Pemeriksaan Tuntas Atas Kasus Munir

Sumber Foto: https://www.bbc.com/indonesia/indonesia-68572838

Oleh: K.H. Abdurrahman Wahid

SAAT itu tiap Sabtu pagi antara jam 07.00-09.00 WIB, penulis diwawancarai dan terlibat dalam dialog interaktif dengan para pendengar, melalui radio Jakarta News FM. Dalam wawancara Sabtu pagi itu, penulis ditanyai oleh sang penyiar bagaimana pendapatnya mengenai kemungkinan dibentuknya tim penyelidikan mengenai kasus pejuang hak asasi manusia (HAM) almarhum Munir. Penulis menyatakan, melihat ‘keharusan’ adanya penelitian dan penyelidikan atas kasus tersebut. Ketika menyatakan hal itu di muka mikrofon milik radio niaga tersebut, terbayang di mata penulis almarhum Munir yang duduk di balik meja tulis kecil milik Kontras, di Gedung Lembaga Bantuan Hukum (LBH) di Jakarta Pusat. Dengan kesederhanaannya almarhum Munir merupakan idola penulis sebagai pejuang gigih yang akhirnya mengorbankan jiwa untuk perjuangan yang diyakininya.

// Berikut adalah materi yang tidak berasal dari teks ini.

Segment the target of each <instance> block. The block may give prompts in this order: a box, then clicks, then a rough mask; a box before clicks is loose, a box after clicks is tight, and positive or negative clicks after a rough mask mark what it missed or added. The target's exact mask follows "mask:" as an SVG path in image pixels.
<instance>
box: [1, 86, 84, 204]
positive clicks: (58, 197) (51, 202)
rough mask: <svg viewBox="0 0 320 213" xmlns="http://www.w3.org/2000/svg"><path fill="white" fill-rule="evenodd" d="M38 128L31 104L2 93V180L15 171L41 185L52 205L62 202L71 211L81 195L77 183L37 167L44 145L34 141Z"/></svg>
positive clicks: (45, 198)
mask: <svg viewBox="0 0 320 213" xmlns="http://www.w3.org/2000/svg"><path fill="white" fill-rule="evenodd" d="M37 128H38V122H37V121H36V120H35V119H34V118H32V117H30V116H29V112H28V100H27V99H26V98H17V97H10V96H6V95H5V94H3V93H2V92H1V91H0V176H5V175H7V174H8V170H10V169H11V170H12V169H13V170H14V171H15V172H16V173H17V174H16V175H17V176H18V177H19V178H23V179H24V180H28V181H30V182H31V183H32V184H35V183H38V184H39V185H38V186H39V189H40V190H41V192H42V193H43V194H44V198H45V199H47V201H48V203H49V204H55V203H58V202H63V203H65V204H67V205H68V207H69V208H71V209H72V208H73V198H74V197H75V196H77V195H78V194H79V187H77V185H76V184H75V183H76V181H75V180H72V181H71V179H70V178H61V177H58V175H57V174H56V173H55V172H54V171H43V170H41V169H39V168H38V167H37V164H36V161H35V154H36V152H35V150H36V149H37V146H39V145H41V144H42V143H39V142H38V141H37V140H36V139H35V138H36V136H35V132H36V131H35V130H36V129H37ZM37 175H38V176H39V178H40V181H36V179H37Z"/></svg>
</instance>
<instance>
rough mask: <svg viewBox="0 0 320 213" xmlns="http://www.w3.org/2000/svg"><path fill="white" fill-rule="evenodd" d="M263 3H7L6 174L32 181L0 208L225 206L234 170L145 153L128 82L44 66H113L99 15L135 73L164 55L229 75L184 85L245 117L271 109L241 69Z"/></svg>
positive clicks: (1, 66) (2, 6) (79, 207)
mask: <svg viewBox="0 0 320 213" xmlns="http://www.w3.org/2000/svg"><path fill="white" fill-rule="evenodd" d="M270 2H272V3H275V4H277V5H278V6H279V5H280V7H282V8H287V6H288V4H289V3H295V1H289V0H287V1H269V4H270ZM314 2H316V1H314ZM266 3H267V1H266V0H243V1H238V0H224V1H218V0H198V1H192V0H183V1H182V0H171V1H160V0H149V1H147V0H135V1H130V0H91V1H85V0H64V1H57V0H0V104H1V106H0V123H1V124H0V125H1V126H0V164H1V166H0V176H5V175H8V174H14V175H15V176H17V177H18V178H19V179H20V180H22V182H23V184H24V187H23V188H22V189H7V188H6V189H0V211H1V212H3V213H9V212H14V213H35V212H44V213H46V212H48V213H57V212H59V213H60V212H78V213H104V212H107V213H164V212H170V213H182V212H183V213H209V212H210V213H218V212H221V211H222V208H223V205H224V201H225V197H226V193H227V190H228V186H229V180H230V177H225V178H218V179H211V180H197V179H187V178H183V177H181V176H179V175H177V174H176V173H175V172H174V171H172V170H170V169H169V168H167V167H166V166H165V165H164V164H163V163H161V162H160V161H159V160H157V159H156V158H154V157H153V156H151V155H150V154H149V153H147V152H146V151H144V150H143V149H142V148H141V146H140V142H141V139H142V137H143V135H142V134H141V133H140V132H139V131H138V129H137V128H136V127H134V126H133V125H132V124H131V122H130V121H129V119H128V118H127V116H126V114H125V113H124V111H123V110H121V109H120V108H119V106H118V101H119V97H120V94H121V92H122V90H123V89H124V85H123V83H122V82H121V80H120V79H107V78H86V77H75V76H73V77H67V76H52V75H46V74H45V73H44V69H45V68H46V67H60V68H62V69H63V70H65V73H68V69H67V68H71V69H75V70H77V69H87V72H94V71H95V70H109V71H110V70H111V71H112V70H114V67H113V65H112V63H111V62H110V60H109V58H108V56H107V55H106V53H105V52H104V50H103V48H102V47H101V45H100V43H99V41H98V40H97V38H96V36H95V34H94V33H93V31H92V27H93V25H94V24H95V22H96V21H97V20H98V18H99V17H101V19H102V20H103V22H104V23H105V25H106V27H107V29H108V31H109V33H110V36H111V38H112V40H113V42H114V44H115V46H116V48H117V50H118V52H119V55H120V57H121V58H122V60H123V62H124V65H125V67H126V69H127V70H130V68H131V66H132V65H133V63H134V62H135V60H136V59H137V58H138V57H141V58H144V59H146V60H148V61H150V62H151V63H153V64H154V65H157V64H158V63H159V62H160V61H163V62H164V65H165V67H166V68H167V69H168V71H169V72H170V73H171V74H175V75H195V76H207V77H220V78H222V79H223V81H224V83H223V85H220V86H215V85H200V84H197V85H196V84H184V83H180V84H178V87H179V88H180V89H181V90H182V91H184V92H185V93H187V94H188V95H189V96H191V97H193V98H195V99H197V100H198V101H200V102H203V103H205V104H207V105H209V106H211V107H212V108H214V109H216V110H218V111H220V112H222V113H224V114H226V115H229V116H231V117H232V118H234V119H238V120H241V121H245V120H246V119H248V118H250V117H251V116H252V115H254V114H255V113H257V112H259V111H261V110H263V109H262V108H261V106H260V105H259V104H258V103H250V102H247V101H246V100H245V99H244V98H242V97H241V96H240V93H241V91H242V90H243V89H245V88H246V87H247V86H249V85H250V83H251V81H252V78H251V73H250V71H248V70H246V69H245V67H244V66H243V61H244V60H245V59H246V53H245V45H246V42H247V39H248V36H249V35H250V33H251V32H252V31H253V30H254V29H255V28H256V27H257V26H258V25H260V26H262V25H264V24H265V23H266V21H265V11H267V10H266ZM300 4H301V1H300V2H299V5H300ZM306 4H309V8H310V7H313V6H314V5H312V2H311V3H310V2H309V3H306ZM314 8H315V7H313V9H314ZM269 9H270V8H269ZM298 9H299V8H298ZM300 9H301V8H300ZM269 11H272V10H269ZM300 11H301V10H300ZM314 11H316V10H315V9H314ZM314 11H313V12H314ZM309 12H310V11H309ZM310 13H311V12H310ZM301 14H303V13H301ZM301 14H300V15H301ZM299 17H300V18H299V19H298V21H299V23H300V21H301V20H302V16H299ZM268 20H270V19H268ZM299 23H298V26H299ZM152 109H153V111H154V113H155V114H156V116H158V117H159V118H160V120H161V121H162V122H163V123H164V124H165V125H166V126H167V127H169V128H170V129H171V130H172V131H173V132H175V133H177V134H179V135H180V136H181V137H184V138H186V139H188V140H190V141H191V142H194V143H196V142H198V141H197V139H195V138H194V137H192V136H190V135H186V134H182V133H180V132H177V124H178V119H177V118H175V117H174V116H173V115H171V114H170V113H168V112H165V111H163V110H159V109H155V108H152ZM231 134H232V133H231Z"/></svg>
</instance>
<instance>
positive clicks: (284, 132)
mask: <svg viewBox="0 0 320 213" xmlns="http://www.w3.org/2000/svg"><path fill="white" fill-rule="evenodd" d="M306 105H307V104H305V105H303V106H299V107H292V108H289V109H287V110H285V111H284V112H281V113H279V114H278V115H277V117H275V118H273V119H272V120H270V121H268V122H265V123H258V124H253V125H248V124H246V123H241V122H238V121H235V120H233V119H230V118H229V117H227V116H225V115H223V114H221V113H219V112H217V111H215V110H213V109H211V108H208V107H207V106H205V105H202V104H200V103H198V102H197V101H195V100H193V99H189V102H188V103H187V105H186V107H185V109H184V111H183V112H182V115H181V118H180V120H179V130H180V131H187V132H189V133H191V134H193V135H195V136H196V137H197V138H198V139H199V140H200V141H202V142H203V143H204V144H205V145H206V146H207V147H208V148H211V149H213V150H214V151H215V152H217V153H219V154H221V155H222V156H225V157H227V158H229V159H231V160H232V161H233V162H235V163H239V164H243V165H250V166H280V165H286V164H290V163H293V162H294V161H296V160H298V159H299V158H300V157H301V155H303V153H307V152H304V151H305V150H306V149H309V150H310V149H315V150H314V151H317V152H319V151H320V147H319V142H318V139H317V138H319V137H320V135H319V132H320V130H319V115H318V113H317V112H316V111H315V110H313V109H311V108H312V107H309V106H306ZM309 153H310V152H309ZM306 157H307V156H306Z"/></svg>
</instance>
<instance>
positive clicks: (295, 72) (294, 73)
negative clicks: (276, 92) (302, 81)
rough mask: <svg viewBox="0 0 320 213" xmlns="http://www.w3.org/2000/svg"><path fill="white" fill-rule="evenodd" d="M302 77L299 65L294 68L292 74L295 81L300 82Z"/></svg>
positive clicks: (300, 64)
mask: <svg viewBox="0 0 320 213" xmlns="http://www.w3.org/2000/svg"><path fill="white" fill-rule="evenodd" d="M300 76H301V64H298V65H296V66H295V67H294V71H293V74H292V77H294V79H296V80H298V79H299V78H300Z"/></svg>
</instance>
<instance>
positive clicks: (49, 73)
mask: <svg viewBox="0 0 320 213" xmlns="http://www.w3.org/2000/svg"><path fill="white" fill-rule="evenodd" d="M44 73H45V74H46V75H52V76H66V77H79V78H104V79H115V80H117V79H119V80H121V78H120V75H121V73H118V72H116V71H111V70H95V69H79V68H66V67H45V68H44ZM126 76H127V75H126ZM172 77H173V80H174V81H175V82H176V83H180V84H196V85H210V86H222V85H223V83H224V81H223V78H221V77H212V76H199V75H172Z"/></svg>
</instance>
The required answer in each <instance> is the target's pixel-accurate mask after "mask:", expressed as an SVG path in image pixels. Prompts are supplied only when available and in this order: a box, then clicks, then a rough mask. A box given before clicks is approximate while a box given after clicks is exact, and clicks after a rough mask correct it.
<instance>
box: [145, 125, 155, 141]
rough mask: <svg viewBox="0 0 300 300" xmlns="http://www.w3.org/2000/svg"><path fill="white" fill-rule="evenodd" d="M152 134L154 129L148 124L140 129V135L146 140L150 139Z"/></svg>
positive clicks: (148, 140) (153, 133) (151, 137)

Seperti kita ketahui semua, apa yang dilakukan Munir semasa hidupnya adalah memperjuangkan berlakunya HAM di negeri ini. Hal itu seiring dengan upaya penulis untuk menegakkan demokrasi. Kalau penulis memilih bidang perlindungan atas hak-hak hukum golongan minoritas agama dan rasial, maka Munir memilih masalah HAM sebagai ajang perjuangan. Kalau Luhut Pangaribuan berjuang melalui kedaulatan hukum, maka apa yang dilakukannya itu tentu sejalan dengan tugas penulis dan kiprah almarhum Munir. Ini juga tentu saja sejalan dengan apa yang dilakukan sejumlah kawan untuk melindungi kebebasan pers. Di tengah-tengah apa yang dilakukan untuk menegakkan demokrasi itu, kita lihat justru para pemimpin negara kita (termasuk beberapa presiden) diliputi ketakutan dalam melakukan tugas-tugas yang dibebankan negara untuk hal itu. Seolah-olah mereka hanya senang kepada kekuasaan yang dibawakan oleh jabatan mereka tanpa memiliki rasa bertanggung jawab atas keselamatan demokrasi.

Karena itulah dapat dimengerti adanya pertanyaan tentang apa pendapat penulis tentang kemungkinan dibentuknya tim penyelidikan oleh presiden atas kasus terbunuhnya Munir, dengan menggunakan arsenik atau racun tikus, dalam bahasa Jawa dikenal dengan istilah warangan. Dalam budaya Jawa, ‘senjata pusaka’ berupa keris setiap tahun ‘dicuci dengan warangan, biasanya pada bulan Sura (diambil dari kata bahasa Arab Asyura). Menurut pendapat penulis, penelitian harus dilakukan secara tuntas dan seksama dijiwai oleh sikap jujur dalam melakukan pemeriksaan. Ini berarti, harus diminta keterangan terperinci tentang hal itu dari lembaga forensik di Belanda, yang melakukan otopsi atas jenazah almarhum Munir di Negeri Kincir Angin itu. Begitu juga, harus diminta keterangan dari maskapai penerbangan Garuda yang mengangkut almarhum Munir dari Jakarta/Cengkareng hingga Amsterdam (Schipol).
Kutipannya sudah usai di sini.